# i have been bitten. . . could i get 2 cents worth please ?



## davidh (Feb 15, 2013)

http://www.ebay.com/itm/TOP-QUALITY...540?pt=LH_DefaultDomain_0&hash=item2a271aba84 

price looks do-able, work envelope seems reasonable, i want to make three dim. patterns for my aluminum / brass castings.  

is it something an old guy could learn to run ?  i do have some computer savy friends and wife,  just in cast.

thanks for takin the time to look and hopefully comment. . .


----------



## stevecmo (Feb 15, 2013)

I've never seen or used one but it looks like the quality of construction is pretty good.  What will you be making your patterns out of?  I don't think this thing is really meant to cut metal.  Not knowing what parts you are casting, I would also be a little concerned with the z-axis travel.  It only weighs about 60# so it will be limited in what it can do.

Sorry I can't be more help.

Steve


----------



## ecdez (Feb 15, 2013)

Not sure if this is good forum etiquette or not, but there are a few threads on this topic over at cnc zone. Only reason I know is because I was looking to get one.

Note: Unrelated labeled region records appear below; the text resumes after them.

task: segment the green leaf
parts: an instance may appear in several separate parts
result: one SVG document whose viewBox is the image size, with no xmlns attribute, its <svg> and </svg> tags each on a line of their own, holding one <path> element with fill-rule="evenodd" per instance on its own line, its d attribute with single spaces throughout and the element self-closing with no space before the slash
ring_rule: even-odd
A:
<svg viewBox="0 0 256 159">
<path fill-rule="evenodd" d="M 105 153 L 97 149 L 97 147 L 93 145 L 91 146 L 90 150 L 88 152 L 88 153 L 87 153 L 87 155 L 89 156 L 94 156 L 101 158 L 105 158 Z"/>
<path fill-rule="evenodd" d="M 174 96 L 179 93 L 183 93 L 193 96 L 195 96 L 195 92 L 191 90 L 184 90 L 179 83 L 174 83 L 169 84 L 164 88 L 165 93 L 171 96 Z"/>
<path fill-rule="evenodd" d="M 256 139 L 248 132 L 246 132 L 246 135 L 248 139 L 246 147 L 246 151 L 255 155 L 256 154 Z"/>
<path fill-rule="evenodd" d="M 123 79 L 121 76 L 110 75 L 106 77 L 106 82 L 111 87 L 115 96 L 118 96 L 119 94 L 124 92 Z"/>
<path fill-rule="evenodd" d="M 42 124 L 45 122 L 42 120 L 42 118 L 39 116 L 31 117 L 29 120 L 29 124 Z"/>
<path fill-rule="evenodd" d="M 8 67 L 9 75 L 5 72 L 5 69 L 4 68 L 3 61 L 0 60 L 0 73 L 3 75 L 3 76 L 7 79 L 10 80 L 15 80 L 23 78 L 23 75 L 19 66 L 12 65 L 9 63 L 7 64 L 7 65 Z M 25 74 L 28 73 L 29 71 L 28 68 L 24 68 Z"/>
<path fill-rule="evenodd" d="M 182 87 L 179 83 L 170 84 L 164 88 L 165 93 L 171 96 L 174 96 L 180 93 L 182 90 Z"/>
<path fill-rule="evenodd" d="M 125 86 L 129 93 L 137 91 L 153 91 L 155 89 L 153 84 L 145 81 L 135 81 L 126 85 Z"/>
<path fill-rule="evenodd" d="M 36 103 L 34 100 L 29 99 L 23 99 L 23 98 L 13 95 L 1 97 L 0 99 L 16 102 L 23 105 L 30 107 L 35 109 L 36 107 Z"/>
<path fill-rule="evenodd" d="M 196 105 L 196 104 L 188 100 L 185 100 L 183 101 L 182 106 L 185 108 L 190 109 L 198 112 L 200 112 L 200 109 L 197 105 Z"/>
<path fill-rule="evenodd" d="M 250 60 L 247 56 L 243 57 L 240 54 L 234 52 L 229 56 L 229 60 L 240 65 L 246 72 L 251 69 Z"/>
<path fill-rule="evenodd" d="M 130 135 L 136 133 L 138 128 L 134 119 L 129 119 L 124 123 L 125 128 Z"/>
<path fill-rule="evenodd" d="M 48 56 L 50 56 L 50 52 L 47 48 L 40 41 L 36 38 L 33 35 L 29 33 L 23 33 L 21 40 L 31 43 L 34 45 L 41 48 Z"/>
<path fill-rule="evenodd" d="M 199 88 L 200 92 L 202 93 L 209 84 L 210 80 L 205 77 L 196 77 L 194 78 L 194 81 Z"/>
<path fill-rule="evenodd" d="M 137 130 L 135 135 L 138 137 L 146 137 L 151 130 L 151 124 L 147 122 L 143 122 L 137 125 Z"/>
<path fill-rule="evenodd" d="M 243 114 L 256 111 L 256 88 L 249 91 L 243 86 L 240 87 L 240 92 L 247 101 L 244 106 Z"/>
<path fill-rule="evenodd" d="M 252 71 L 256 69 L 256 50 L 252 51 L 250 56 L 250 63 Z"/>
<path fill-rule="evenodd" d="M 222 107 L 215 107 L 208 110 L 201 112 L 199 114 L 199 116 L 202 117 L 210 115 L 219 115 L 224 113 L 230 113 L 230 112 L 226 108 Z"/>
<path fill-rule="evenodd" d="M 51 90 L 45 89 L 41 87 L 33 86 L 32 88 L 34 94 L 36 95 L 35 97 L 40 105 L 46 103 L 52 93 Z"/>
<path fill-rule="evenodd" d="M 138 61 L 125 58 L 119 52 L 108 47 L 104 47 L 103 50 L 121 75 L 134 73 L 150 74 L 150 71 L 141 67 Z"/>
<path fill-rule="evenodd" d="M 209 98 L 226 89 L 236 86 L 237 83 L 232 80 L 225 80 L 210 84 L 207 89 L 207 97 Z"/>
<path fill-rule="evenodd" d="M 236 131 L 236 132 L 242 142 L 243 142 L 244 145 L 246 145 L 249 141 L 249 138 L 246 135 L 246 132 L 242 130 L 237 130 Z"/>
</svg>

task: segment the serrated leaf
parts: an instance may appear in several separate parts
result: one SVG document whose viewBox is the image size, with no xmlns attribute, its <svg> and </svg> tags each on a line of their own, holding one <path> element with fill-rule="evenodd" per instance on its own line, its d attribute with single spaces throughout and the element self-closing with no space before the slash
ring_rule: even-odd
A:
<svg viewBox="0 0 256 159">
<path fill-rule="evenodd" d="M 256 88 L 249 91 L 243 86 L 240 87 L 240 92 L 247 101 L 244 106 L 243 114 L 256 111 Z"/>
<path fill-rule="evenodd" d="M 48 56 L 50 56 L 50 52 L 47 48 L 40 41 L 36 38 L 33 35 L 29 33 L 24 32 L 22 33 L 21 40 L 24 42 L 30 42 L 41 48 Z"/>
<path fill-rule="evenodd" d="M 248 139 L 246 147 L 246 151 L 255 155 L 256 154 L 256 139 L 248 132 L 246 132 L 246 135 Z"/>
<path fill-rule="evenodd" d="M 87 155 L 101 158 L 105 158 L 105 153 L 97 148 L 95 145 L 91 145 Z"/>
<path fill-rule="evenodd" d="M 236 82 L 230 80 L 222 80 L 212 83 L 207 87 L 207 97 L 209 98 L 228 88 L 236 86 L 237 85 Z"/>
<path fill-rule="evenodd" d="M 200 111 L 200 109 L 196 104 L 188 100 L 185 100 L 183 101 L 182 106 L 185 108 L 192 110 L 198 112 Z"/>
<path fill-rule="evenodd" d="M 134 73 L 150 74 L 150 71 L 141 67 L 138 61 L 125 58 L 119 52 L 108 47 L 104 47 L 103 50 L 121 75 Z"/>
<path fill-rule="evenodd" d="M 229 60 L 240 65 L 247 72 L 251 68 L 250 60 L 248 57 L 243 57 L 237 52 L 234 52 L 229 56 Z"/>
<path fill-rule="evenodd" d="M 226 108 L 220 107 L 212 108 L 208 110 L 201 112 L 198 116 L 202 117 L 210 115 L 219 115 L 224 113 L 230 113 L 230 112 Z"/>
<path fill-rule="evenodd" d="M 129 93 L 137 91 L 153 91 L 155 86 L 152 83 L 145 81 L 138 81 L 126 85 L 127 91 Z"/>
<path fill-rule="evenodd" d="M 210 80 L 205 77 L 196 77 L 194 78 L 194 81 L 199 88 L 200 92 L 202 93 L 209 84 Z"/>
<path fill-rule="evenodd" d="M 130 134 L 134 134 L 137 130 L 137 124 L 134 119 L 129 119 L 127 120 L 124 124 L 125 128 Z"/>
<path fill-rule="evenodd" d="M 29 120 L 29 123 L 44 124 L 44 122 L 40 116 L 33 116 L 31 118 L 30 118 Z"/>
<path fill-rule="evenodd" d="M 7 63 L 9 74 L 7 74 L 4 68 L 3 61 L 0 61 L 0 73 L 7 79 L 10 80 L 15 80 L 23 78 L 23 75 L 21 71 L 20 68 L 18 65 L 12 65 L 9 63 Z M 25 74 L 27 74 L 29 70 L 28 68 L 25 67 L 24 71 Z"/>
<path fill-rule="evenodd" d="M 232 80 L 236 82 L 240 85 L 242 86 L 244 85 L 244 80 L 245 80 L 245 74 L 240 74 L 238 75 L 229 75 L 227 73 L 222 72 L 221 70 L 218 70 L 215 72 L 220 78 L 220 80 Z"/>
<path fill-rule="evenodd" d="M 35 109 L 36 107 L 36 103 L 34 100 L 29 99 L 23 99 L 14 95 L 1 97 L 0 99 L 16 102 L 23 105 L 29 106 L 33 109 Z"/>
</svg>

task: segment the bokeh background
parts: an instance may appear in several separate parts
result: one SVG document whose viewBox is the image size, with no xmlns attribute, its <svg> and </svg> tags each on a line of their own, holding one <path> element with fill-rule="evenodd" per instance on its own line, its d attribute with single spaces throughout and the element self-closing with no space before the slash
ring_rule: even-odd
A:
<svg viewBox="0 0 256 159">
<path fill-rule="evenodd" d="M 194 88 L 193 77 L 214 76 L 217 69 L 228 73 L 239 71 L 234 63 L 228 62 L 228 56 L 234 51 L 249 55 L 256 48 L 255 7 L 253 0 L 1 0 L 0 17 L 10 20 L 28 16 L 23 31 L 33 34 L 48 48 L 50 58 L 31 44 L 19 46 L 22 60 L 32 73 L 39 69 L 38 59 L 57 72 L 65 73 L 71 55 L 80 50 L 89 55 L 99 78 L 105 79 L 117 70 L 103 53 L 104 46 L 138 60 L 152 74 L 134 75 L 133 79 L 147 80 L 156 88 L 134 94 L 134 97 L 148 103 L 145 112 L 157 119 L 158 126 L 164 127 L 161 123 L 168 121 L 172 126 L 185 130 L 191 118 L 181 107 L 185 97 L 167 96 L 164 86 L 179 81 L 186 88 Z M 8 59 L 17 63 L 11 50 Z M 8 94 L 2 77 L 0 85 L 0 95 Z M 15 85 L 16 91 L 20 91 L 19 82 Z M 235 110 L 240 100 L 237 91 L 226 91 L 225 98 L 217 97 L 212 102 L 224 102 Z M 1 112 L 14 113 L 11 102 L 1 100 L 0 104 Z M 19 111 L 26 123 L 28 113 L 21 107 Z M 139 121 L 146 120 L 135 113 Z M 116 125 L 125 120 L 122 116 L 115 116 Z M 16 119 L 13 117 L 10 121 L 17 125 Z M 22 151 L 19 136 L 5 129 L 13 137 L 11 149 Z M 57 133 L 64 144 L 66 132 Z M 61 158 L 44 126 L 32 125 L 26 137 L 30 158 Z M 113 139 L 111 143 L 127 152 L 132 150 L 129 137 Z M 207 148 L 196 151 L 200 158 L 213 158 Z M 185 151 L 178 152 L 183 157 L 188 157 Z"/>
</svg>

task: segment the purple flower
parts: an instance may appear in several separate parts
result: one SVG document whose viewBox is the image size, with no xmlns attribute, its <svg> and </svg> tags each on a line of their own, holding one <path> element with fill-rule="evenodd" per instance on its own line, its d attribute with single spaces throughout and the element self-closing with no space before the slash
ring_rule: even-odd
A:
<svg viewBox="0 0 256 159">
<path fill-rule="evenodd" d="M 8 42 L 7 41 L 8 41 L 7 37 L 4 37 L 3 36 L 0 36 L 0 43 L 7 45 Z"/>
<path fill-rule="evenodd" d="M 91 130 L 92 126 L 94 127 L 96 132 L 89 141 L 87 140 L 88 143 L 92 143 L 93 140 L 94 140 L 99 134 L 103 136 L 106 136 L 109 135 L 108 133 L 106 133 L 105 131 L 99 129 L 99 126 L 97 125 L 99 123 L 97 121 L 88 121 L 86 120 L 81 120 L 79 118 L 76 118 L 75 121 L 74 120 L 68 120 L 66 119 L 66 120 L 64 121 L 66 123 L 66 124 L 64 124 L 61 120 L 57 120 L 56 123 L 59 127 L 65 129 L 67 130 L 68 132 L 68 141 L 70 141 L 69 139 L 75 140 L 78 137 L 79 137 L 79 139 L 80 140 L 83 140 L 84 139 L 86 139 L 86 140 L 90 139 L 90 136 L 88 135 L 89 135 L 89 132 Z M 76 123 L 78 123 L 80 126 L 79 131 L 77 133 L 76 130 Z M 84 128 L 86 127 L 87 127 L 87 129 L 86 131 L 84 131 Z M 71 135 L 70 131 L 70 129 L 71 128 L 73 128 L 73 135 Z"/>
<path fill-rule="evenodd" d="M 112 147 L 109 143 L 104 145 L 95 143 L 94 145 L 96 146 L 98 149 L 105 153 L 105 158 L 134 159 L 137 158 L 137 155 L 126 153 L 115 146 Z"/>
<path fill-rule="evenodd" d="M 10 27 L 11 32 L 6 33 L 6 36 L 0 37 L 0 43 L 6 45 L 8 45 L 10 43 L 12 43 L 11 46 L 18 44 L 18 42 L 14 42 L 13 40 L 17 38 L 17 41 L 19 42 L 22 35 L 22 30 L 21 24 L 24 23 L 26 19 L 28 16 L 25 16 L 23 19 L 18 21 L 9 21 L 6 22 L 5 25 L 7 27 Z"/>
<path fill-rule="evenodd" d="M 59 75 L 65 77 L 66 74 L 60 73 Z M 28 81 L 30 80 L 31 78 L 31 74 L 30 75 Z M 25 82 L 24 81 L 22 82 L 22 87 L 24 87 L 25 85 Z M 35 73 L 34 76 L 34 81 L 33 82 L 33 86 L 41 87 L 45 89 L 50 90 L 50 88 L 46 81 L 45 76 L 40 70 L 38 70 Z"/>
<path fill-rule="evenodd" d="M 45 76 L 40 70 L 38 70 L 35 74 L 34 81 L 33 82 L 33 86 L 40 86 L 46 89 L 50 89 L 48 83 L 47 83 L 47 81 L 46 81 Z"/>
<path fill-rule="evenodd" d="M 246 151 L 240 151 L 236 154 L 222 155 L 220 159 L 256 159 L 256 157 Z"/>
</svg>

If you get it, post up your experience here so we can all benefit.


----------



## jumps4 (Feb 15, 2013)

that looks to be just an engraver. and thats what they are calling it.  it does not seem ridgid enough to really remove much material.
what material are you wanting to cut? he says in the add to send the material to him and he will tell you if it will cut it?
steve


----------